Love is sacrifice: it is the complete and total self-giving of one person for the good of the other.  It is an act that involves the full engagement of our entire being – heart, mind, body and soul – and every aspect of our intelligence and will.

The most clear manifestation of love in the world is therefore marriage and the family.  Celibacy and devotion to God through consecrated virginity and the priesthood or religious life is another expression of love, but that is the exception.  The ordinary and most clear manifestation of love is the lifelong commitment of one spouse to another, a living sacrifice that creates a bunch of kids, arguing siblings, Christmas dinners, annoying in-laws.

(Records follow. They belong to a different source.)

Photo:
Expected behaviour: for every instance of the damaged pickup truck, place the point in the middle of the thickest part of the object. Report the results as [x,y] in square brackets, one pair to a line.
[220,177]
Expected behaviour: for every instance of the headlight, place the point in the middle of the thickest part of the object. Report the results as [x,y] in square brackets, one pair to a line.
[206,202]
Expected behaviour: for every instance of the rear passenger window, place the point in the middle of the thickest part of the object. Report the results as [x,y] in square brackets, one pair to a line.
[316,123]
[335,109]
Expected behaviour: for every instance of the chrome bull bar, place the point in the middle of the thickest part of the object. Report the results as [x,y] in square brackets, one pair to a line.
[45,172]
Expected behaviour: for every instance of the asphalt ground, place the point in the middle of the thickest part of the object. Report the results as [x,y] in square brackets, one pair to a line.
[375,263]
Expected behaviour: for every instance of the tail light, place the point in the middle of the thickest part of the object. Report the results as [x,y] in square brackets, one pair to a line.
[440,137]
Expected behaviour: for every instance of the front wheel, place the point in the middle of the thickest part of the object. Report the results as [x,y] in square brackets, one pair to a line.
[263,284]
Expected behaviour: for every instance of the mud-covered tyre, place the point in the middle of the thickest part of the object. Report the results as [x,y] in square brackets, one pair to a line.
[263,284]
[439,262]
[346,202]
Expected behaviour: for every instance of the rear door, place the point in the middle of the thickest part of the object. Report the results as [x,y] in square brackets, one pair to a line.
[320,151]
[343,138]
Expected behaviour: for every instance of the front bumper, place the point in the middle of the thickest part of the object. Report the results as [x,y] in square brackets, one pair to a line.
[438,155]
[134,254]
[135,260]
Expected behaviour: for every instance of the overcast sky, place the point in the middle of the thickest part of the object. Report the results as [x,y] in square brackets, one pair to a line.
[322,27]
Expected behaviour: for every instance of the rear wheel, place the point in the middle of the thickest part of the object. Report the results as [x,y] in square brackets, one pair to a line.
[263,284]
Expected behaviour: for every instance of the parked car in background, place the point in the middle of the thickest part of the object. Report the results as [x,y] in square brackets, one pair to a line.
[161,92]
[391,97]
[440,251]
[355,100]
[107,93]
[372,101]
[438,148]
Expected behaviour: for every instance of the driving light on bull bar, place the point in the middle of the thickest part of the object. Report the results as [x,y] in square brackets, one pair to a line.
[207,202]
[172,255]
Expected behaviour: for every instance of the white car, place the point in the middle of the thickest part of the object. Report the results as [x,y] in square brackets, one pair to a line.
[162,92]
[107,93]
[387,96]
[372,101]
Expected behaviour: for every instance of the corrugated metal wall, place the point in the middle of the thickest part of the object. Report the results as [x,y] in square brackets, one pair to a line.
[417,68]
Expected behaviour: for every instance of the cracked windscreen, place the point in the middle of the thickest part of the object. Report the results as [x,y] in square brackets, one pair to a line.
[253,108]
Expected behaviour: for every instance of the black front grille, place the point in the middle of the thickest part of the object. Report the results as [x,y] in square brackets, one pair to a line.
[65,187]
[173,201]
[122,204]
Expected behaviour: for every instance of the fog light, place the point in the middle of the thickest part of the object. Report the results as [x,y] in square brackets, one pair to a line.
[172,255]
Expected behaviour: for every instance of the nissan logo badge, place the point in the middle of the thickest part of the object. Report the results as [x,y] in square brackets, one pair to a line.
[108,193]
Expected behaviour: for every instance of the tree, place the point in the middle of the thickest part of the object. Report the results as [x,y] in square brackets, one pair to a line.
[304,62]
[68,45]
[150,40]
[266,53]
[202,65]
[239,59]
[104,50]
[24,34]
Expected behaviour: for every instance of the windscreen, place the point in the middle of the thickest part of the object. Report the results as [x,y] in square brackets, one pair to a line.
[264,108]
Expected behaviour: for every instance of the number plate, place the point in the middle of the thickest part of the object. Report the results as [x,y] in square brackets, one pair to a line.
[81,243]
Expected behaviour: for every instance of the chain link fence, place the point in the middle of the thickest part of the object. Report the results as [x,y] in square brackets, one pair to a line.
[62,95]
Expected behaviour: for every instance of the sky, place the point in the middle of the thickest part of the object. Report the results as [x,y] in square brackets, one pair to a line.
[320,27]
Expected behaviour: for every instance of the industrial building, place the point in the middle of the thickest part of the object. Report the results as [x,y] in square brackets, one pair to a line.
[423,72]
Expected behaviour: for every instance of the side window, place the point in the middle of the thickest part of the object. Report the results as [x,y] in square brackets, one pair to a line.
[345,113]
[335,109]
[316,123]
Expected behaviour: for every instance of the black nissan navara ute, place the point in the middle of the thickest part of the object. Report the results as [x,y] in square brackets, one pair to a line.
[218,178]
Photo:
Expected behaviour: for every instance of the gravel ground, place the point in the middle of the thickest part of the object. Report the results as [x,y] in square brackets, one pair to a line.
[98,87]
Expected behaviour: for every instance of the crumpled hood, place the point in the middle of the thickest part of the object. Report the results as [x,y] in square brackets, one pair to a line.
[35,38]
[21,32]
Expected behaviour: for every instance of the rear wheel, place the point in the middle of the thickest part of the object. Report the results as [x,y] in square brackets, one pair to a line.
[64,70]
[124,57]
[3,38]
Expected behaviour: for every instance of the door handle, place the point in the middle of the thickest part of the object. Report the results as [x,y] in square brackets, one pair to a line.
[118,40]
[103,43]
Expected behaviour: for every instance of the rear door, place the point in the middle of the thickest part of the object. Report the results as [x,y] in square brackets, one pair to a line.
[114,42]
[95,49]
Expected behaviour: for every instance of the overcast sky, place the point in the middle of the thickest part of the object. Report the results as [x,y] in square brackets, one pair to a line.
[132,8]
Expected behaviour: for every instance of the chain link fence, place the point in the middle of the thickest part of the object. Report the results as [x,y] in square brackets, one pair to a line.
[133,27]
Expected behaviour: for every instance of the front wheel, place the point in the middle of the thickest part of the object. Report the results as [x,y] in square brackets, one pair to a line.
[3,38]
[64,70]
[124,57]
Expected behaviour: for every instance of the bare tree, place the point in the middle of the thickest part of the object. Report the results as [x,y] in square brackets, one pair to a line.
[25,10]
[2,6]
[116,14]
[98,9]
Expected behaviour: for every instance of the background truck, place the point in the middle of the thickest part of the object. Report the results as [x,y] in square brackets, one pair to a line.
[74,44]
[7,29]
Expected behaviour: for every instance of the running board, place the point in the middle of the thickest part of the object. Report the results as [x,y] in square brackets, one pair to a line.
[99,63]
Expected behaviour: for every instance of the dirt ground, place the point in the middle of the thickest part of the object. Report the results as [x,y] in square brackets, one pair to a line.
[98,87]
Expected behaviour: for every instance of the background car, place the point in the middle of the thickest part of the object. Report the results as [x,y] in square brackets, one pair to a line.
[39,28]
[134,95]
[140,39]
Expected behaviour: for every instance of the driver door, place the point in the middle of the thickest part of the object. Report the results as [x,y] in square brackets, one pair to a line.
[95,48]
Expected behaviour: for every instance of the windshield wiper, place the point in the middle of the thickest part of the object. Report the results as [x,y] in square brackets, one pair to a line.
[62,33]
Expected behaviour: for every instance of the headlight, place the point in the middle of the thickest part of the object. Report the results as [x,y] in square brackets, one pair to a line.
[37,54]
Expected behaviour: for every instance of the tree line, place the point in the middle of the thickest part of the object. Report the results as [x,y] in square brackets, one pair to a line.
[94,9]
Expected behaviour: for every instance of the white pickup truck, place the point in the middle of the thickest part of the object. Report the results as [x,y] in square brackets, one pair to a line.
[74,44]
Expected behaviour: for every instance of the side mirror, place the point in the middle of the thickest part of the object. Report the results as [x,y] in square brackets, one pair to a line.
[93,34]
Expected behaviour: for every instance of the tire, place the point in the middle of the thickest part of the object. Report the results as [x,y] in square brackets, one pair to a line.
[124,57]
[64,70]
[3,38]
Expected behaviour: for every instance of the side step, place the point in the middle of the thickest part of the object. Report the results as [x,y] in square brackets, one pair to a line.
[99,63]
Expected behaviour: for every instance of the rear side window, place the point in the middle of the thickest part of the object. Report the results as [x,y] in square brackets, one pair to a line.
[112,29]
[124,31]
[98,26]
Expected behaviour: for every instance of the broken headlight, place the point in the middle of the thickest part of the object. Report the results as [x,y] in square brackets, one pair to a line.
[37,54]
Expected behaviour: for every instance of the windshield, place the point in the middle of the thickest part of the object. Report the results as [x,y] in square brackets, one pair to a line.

And even within the miraculous circle of this everyday thing, the family, chastity is the virtue that prevents sex, even within the confines of marriage, from becoming lust.

Lust is the objectification of one person by another, the use of another person as an object.  Lust is the opposite of love.  We therefore guard against it with the virtue of chastity not because sex is bad but because it’s good – it’s so good that we must keep it from becoming what we know it always tends to become if we let it – a monster that devours, rather than a gift that gives.

Anyway, this is all a part of the “seamless garment”, the unified teaching of Christ that the Church continues to pass on (sometimes in spite of herself, and in spite of the desires of her bishops, popes and cardinals).  There’s much more to be said, such as marriage prefiguring the Second Coming of Christ to His bride the Church, as well as admitting that homosexuals can clearly love one another, and love one another deeply, while recognizing that they can’t express that love in a disordered way, by indulging in an act that degrades them if they abrogate it to themselves for a selfish purpose, when it is made for something other and something greater.  But I’ve said enough, and I’m certain that every single thing I said will be misunderstood, so I might as well shut up.

Except to say – only the Catholic Church thinks enough of sex to insist that it can only be the expression of full and sacrificial love between a husband and a wife who have given themselves to one another completely and for life, a gift of body and soul, of flesh and spirit, a gift that makes more life, little babies, new people, a gift that lifts us to our highest plane physically on this earth, a gift that gives a foretaste of the ecstasy that the cross entails.

Only the Catholic Church really cares about sex.